As first-years and sophomores adjust to residential and academic life on campus, some are now facing a new challenge: navigating full-time residence in a hotel room.
Due to an unprecedented number of underclassmen in need of on-campus housing, some Georgetown University students received housing assignments in the Georgetown University Hotel and Conference Center, according to an email from the Office of Residential Living to students obtained by The Hoya. The university assigned students who filled out the 2021-2022 housing application late to the hotel, according to the email.
Residential Living notified approximately 80 students via email that they would be living in the hotel Aug. 4, less than three weeks before move-in for on-campus students. Meanwhile, all other students residing on campus both applied for housing and received confirmation of their residence in June.
The Aug. 4 email did not clarify why there are more students enrolled than the university can house in traditional residences.
According to Evan Peters (MSB ’24), who lives in the hotel, the university did not adequately communicate to students the logistics of moving into the hotel.
“Just knowing if I would be in the hotel was chaotic,” Peters said in an interview with The Hoya. “They didn’t know until August 4 when they emailed me. They did not give me any information, even once I knew I was in the hotel, I did not know what furniture would be in the hotel, if we had to bring our own sheets and towels, and the square footage of the hotel.”
The hotel provides students with linens, pillows and housekeeping services three times a week, according to the Fall 2021 Residential Living Hotel Resource Guide. Students in the hotel do not have on-site laundry and must go to Arrupe Hall or Henle Village to access washers and dryers, according to the email, though the university has added more money in their laundry and print accounts than other on-campus students.
Even with these resources, Peters said students in the hotel feel unfairly neglected.
“It feels like the hotel students were kind of forgotten about,” Peters said. “I feel like that and a lot of the other hotel people feel the same way.
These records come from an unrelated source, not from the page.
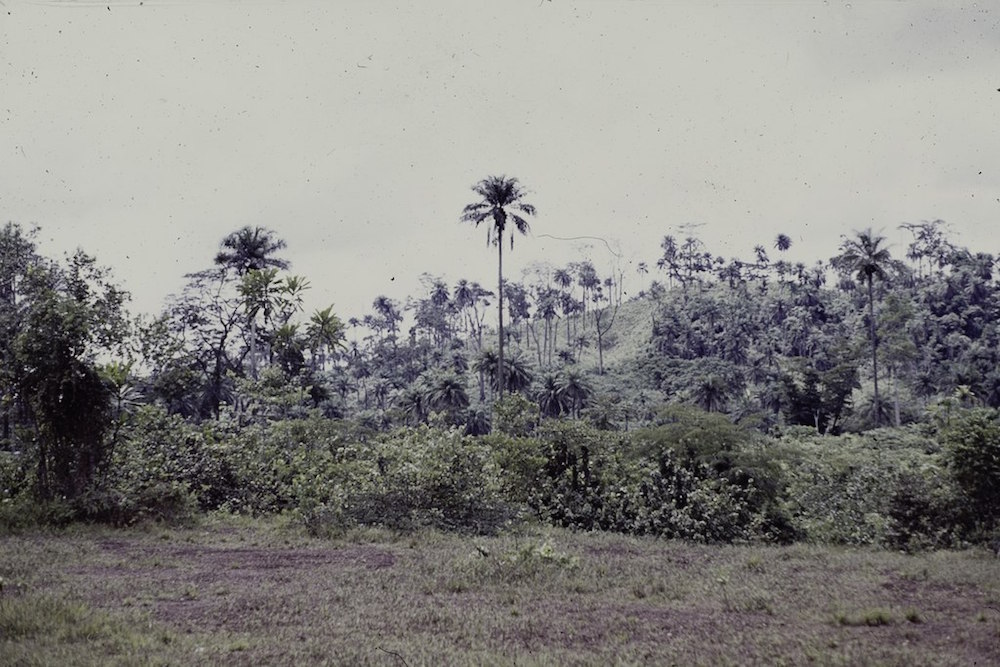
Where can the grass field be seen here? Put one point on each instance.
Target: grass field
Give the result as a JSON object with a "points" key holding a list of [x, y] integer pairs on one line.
{"points": [[232, 591]]}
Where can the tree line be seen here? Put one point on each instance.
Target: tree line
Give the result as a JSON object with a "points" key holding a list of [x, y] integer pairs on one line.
{"points": [[862, 340]]}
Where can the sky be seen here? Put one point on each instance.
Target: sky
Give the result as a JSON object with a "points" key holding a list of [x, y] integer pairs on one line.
{"points": [[146, 131]]}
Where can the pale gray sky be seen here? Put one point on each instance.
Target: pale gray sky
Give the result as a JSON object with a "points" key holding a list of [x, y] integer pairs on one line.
{"points": [[146, 131]]}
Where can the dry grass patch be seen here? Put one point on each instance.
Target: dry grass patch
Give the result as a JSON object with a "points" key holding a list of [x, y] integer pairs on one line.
{"points": [[236, 592]]}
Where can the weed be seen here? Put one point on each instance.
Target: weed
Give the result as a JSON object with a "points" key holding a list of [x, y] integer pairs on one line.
{"points": [[870, 618]]}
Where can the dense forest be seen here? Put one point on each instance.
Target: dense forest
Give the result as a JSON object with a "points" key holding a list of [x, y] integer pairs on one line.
{"points": [[853, 400]]}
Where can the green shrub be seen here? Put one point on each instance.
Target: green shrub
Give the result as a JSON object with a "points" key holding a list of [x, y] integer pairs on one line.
{"points": [[430, 477], [972, 444]]}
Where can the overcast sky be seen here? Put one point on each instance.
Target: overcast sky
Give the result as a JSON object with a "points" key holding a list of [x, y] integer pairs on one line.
{"points": [[145, 132]]}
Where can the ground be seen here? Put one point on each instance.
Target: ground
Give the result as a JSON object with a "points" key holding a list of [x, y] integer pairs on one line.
{"points": [[234, 591]]}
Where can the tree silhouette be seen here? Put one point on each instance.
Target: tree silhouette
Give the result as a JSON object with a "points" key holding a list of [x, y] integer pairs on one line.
{"points": [[501, 199], [866, 257], [250, 248]]}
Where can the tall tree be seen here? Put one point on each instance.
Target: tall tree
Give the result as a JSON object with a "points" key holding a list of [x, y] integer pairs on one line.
{"points": [[867, 258], [502, 199], [251, 248]]}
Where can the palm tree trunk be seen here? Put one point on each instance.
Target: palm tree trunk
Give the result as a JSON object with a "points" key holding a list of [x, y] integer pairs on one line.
{"points": [[500, 369], [871, 322]]}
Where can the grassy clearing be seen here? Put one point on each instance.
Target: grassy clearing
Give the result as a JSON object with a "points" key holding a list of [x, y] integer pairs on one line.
{"points": [[241, 592]]}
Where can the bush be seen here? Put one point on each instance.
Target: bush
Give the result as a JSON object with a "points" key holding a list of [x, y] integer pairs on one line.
{"points": [[430, 477], [888, 487], [594, 480], [972, 443]]}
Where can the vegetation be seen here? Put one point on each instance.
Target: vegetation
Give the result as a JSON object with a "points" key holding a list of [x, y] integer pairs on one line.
{"points": [[744, 402], [233, 591]]}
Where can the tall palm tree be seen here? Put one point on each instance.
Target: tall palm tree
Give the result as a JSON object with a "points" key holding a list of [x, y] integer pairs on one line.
{"points": [[325, 333], [501, 199], [866, 257], [250, 248]]}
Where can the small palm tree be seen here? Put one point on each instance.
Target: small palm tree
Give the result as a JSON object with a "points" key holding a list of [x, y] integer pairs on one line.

I understand we made a mistake and we’re a small group on campus, but it still feels like no one cares.”
When asked for comment, a university spokesperson redirected The Hoya to the Aug. 4 email from Residential Living.
For Akil Cole (COL ’24), however, the hotel experience has not been entirely negative.
“I think every aspect of my college experience has been nontraditional, so I was like, why not another thing?” Cole said in an interview with The Hoya. “It would have been nice to have a communal kitchen, but I am glad with the selection, and in hindsight I would have done the same thing.”
This is not the first time students have lived in the hotel, whether permanently or for extenuating circumstances. In 2019, the university relocated 85 students from Alumni Square, an apartment-style dorm, to the hotel after administrators identified structural roofing concerns. The last time the university assigned students to permanent residence in the hotel was 2015 while the university completed the construction of Arrupe Hall.
The hotel lacks the sense of natural community typically fostered in a traditional dormitory, according to Nia Vasquez (COL ’23), the only Residential Advisor living in the hotel.
“Two hotel floors hold way more students, so I feel like it is going to be way more difficult to create a tight-knit community,” Vasquez said in a phone interview with The Hoya.
Cole said the presence of an RA has been helpful in shaping a more standard residential experience.
“I think it’s still forming,” Cole said in an interview with The Hoya. “The RA has been really active in trying to get us together. She’s planning different events for all of us. It’s still getting there. We’re only two weeks into the residential experience, so it’s not as cohesive as one might hope, but I think it will take time for that.”
Despite the unconventional residential experience, Vasquez said she is hopeful students can find community among their hallmates.
“I tried to foster community by making a group chat for all the students in the hotel and organizing various social events.” Vasquez said. “I hope that despite the untraditional living conditions, students will be able to bond and make new relationships.”